Some employers have gotten the message. Phil Orlandella, director of media relations at Logan International Airport, said the portable devices have been installed in each of five rescue vehicles at the airport. Three are also available in Massachusetts State Police vehicles at Logan.
''We are looking into the possibility of having them located in the terminals as well,'' said Orlandella. ''I can personally say that since we've had portable defibrillators, the rate of reviving people has been higher.''
One device, the HeartStart OnSite defibrillator manufactured by Philips Medical Systems, employs technology that senses the user's behavior and then adapts its voice instructions to the user's actions. The manufacturer's suggested price? It's $2,295, according to a company spokesman.
Several employers have purchased the HeartStart OnSite defibrillator. They include American Airlines, Chicago's O'Hare International Airport, Delta Airlines, Raytheon, Princess Cruises, and a number of Massachusetts communities, the company said.
Dr. Jeremy Ruskin, director of the Cardiac Arrhythmia Service at Massachusetts General Hospital, says just about anyone can use an AED to save a life.
''With the new defibrillators, the requirements are truly minimal,'' he said. ''The individual does not have to be trained or an expert to use it, but simply able to read and follow simple directions. The devices are easy to use, highly accurate and reliable.''
Dr. Daniel Fisher, a cardiologist at New York University Medical Center, described the device as so sophisticated it can differentiate between a seizure and cardiac arrest.
''It is programmed to recognize dangerous heart rhythms,'' said Fisher. ''If it senses that the rhythm is dangerously fast, the defibrillator shocks the heart to end the rhythm'' and slow it down.
He noted that two conditions can cause irregular heartbeats. The conditions are ventricular fibrillation and ventricular tachycardia, and both involve the ventricles of the heart. The ventricles are chambers of the heart that receive blood and pump it into the arteries.
Ventricular fibrillation occurs when the ventricles ''start to squeeze rapidly like a bag of worms,'' noted Fisher. Ventricular tachycardia is a fast heart beat that also originates in the ventricle but is not irregular, he said.

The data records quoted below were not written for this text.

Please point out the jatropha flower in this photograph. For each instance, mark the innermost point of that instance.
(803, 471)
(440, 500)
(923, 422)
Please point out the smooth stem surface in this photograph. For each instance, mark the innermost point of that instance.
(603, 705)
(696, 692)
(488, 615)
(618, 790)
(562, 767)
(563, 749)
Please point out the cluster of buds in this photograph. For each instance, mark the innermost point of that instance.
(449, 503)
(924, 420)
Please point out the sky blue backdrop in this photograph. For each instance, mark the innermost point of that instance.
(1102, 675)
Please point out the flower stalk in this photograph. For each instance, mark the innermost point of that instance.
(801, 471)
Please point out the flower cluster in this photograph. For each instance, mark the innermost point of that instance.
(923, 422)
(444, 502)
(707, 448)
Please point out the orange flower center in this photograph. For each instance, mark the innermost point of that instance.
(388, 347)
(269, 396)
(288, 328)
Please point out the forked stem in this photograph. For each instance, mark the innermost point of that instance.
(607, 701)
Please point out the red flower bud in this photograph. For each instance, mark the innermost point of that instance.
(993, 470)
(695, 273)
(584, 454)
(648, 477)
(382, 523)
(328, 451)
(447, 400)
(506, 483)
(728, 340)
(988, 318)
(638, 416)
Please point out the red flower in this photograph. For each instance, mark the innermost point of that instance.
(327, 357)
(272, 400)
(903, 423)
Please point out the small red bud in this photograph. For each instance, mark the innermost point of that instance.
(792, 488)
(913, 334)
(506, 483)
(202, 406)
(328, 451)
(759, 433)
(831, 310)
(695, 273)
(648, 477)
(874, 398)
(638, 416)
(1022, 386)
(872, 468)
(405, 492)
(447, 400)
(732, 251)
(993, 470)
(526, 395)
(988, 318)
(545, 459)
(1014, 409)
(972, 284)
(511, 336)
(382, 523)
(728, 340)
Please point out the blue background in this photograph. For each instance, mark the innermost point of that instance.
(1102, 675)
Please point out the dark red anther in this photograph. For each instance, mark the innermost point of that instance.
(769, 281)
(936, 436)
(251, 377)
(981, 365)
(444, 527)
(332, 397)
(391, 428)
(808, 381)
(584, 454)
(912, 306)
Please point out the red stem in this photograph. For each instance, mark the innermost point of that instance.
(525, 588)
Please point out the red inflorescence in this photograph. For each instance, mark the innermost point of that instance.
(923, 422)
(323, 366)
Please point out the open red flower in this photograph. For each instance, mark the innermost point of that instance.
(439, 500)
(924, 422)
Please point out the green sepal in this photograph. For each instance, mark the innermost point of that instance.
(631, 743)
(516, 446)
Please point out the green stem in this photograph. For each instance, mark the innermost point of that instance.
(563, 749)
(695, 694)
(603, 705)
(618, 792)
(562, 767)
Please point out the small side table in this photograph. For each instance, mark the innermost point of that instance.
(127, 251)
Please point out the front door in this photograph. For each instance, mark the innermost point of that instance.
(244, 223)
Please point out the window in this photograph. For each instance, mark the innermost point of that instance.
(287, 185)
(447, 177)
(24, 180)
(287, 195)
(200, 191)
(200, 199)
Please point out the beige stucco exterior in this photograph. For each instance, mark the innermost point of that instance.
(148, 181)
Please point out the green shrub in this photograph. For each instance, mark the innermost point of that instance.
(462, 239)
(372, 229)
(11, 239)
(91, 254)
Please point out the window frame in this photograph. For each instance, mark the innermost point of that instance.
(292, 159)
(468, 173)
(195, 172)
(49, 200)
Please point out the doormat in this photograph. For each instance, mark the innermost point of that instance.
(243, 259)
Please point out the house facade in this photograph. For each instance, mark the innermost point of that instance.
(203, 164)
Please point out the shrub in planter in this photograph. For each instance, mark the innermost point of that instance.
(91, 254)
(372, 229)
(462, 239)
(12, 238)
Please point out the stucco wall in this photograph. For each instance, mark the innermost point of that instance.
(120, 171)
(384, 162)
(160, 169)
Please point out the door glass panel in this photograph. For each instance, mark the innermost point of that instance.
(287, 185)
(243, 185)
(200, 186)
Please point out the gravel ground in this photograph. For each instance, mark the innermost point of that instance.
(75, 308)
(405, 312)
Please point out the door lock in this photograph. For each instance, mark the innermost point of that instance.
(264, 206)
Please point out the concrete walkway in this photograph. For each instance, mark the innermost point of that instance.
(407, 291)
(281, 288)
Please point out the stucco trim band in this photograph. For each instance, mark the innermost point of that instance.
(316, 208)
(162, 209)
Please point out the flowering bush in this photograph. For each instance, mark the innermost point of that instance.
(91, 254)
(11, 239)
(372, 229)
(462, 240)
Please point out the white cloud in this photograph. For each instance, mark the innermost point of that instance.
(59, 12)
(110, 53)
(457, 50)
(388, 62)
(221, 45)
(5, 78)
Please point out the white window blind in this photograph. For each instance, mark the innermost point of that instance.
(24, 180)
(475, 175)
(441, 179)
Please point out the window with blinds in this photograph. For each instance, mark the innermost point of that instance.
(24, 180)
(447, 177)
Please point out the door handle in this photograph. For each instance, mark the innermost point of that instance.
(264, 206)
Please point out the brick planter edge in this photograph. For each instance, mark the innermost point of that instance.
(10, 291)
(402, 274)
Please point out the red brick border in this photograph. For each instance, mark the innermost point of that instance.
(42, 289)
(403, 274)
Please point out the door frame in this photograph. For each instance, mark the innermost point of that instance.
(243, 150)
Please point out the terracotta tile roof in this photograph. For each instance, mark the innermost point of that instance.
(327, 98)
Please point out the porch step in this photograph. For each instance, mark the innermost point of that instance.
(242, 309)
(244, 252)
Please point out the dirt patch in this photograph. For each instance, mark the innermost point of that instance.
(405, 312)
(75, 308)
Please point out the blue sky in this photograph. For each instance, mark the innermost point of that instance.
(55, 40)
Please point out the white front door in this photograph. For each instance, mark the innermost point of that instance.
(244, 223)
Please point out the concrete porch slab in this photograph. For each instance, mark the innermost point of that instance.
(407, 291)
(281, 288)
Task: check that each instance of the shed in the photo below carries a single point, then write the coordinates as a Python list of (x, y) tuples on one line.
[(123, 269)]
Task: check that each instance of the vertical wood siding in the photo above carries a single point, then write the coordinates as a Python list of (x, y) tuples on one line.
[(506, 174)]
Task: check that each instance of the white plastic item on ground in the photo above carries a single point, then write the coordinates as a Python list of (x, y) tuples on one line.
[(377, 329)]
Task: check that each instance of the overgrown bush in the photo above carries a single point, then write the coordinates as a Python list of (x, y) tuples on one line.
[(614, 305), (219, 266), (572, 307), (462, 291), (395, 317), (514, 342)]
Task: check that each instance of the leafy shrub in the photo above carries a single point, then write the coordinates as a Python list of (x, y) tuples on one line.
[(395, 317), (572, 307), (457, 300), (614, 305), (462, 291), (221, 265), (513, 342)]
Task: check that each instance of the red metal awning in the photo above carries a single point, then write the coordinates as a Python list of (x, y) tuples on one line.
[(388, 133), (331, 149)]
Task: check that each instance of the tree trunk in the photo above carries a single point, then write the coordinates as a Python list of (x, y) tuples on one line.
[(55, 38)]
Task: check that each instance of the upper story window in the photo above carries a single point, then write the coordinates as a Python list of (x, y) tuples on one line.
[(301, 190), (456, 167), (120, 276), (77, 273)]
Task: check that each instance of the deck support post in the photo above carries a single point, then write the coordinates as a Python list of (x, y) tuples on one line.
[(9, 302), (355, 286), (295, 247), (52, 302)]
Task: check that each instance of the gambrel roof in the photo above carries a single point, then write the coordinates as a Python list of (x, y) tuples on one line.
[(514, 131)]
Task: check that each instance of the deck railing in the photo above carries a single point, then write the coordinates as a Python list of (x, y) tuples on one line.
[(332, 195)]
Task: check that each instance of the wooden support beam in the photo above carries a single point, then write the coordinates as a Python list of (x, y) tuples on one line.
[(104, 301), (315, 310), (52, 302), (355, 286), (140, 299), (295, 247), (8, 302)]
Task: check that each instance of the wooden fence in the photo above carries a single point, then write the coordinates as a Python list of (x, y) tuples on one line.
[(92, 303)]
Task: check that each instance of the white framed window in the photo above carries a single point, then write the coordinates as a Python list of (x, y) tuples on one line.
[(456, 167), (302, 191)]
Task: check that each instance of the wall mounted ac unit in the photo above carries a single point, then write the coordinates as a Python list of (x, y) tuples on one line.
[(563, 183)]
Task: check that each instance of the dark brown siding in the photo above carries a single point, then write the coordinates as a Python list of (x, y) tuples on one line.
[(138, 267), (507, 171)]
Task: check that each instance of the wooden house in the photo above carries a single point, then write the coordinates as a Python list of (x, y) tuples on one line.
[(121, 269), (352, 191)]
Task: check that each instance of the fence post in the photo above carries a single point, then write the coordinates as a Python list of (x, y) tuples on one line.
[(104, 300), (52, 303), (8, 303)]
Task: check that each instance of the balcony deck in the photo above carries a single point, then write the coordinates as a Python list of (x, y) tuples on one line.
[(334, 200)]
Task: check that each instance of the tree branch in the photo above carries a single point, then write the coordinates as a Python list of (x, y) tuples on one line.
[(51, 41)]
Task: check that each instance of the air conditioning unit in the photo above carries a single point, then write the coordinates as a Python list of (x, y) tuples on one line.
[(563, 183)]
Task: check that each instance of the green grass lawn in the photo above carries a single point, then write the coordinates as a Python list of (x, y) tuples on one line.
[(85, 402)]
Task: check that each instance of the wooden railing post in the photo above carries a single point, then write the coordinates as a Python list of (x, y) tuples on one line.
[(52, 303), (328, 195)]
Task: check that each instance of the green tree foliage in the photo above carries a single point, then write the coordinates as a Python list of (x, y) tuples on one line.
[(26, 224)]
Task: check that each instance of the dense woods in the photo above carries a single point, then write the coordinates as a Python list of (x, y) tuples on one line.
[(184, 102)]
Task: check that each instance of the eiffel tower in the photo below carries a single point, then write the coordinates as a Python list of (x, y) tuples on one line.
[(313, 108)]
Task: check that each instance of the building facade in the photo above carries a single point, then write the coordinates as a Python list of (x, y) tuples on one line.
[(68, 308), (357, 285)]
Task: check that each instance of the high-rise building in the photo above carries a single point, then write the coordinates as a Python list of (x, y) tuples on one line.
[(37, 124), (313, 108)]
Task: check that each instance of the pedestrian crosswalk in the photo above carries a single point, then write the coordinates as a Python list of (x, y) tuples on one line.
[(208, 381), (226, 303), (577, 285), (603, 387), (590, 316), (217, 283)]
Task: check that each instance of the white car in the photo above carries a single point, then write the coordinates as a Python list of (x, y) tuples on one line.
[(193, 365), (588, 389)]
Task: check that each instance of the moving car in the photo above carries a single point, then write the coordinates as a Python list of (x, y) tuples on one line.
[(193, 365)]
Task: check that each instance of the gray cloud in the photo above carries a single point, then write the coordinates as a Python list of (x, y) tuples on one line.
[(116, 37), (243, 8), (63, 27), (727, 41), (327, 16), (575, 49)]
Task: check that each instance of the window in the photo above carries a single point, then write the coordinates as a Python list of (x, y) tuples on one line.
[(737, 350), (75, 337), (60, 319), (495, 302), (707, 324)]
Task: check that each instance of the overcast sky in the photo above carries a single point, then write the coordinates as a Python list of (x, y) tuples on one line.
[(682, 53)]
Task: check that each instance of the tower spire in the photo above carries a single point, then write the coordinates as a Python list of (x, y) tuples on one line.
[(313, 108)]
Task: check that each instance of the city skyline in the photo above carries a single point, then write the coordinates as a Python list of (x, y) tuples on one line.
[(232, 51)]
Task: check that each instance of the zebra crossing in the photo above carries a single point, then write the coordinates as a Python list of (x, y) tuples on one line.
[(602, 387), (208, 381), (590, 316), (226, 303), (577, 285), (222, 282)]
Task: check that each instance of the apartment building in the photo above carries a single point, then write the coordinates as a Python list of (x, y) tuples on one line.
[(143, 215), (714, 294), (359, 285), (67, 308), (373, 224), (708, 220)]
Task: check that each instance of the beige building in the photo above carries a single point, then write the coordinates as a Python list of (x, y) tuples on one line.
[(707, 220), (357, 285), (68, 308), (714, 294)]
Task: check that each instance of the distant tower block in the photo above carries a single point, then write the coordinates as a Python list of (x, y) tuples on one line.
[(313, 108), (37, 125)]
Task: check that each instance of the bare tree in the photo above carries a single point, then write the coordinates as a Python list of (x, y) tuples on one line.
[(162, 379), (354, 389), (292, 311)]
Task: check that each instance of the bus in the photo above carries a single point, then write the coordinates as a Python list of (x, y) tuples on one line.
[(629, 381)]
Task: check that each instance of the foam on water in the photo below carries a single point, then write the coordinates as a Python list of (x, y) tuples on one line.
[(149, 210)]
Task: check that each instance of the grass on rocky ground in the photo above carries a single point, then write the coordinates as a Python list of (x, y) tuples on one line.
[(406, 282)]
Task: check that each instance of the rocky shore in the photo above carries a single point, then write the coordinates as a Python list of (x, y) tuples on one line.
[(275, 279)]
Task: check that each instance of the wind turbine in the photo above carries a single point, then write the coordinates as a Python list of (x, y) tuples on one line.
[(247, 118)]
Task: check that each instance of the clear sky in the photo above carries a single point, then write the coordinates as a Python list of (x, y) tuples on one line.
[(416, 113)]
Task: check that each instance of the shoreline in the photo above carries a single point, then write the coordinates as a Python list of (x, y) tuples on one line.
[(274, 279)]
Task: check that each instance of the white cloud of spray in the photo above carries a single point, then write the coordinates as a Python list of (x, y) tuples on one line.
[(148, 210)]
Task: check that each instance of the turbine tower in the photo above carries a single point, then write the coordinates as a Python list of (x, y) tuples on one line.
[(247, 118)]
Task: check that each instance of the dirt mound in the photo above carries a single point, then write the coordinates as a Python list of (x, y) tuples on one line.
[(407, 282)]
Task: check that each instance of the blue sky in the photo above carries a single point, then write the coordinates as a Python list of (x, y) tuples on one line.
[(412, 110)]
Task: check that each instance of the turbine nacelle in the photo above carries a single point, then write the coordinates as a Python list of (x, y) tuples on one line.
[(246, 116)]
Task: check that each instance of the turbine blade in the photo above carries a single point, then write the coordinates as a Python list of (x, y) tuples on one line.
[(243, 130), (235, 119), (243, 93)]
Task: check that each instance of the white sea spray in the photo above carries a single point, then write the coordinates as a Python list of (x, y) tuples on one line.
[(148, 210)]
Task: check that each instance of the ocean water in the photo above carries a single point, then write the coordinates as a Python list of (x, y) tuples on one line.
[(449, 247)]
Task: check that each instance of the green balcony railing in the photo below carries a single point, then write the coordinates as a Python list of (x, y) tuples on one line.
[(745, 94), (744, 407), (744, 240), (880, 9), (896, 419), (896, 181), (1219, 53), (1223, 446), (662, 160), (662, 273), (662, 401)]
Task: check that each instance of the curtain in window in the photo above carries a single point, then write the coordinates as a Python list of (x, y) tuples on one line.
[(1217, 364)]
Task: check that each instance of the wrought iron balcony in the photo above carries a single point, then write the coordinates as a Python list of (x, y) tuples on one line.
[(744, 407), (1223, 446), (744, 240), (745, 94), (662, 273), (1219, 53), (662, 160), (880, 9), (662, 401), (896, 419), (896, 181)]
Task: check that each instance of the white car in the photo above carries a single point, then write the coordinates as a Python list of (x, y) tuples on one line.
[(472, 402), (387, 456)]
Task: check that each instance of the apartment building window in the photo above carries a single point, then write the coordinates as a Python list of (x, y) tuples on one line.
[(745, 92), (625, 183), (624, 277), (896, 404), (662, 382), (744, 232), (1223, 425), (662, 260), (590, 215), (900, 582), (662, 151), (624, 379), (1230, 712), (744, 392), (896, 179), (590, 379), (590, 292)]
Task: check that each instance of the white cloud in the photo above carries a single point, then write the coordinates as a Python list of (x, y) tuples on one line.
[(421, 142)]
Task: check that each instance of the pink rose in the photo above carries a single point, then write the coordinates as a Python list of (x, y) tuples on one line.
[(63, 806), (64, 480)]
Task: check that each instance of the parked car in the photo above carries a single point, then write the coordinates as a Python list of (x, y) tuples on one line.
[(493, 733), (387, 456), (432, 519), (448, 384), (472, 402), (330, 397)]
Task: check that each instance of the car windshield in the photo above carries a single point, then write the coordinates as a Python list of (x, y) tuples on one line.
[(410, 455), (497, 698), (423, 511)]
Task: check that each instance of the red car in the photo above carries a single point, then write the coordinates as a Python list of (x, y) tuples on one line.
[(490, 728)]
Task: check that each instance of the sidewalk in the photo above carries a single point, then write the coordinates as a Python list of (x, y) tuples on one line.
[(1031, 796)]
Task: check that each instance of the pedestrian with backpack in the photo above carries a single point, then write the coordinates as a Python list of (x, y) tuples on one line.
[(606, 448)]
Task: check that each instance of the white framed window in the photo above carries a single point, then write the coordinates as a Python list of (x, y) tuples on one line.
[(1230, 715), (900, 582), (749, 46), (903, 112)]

Ruskin said cardiac arrhythmia, the term for any irregularity of the heart rhythm, is the single most common cause of death among adults males in the western world.
''Sudden cardiac deaths occur most commonly in people with a preexisting (heart) disease,'' he said. ''In about a third of the patients who die suddenly, cardiac arrest was the first manifestation of their heart disease. In that situation, the only hope of saving the life is to be able to defibrillate onsite and that must be done in less than four minutes to prevent brain and heart damage.''
That's why Ruskin and Fisher, and the American Heart Association are hoping reports of Frist's use of the device will help spur change and encourage more widespread use of portable defibrillators.